Voice of the River

The Water Forecast

Here is a summary of the Basin Outlook Report as of May, 2015 courtesy of NRCS.

This winter brought record low snowfall and abnormally warm temperatures to the American West. Although Montana fared better than many Western states, the water outlook for this summer is bleak.

High elevation spring snowmelt feeds between 50-80% of Montana’s annual water supply. Runoff from melting snow either flows directly into rivers and lakes or percolates into underground aquifers. Groundwater recharges streams when the mountains are dry.

Month after month, Montana outdoor enthusiasts and water users alike hoped that weather patterns would shift, bringing much-needed to snow to the mountains.

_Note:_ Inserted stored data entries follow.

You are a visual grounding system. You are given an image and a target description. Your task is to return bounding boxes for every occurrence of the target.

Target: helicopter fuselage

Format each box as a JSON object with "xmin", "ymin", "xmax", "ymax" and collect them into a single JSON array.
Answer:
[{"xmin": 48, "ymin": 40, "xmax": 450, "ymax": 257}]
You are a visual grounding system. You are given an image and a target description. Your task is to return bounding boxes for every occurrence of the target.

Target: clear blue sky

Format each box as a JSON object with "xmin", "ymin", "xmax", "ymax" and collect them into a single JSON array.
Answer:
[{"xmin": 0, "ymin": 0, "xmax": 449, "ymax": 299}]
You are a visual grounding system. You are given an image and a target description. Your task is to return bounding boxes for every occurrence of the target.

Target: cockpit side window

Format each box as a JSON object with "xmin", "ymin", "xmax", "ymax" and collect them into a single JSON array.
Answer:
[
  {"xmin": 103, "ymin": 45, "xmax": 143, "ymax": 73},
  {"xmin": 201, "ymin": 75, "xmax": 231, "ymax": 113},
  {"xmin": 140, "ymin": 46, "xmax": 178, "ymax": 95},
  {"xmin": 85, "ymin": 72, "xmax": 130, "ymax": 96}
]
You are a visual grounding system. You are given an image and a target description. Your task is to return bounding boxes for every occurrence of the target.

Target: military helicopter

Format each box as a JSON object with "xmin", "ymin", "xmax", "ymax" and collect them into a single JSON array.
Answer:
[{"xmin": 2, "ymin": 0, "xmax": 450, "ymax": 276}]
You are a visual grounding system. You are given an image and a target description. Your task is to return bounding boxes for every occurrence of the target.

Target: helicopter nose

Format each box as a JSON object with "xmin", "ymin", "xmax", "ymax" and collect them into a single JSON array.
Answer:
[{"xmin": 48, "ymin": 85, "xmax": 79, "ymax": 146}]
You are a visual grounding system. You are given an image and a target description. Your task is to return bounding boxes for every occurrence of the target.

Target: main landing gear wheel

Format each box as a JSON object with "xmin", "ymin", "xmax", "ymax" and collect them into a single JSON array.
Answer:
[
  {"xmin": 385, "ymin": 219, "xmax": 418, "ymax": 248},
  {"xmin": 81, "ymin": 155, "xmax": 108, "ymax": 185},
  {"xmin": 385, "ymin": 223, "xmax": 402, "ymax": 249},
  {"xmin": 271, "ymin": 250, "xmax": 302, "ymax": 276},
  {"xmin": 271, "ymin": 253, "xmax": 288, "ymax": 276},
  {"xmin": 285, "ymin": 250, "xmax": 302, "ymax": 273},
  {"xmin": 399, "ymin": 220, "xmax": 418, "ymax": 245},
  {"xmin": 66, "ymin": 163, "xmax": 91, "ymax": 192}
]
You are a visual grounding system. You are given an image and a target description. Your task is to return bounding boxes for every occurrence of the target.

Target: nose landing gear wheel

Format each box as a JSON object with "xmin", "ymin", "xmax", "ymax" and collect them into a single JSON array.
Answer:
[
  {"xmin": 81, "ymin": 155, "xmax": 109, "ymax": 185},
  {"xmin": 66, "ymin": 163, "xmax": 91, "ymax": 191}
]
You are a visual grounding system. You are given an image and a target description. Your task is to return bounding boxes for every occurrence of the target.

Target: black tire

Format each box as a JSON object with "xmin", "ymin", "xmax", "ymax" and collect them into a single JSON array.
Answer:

However, warm and dry conditions persisted. This spring, mountain snowpack peaked 2-3 weeks early throughout the state, with snowmelt occurring at all elevations throughout April.

Conditions vary significantly, even within the same watershed. The Gallatin River Watershed experienced two different winters. Snowfall in the Upper Gallatin was well below average for most of the winter, while the ranges farther north received more snow. As of May 1, snow-water equivalent (SWE) in the Gallatin Basin was 59% of normal.


Data from the Lone Mountain SNOTEL site for the water year to date. Graph shows snow water equivalent and precipitation accumulation as a fraction of average.

This spring, low streamflows will peak ahead of schedule. Precipitation this spring and summer will play a critical role in determining the volume of runoff. When compared to snow, the amount of rain Montana has received this water-year-to-date has been closer to normal.

The water forecast for this summer reflects the lack of snowfall this winter. Scientists use precipitation, temperature, soil moisture, and historical streamflow data to calculate the future water supply. As of May 1, streamflow in the Upper Gallatin at Gallatin Gateway was predicted to be 65% of average and 60% of last year.

Every rain cloud has its silver lining. Reservoir storage in Montana is well above average. Carryover storage from last year will augment low snowfall this winter. Hopefully, spring rainfall and carryover storage from 2014 will carry us through what is predicted to be a hot and dry summer.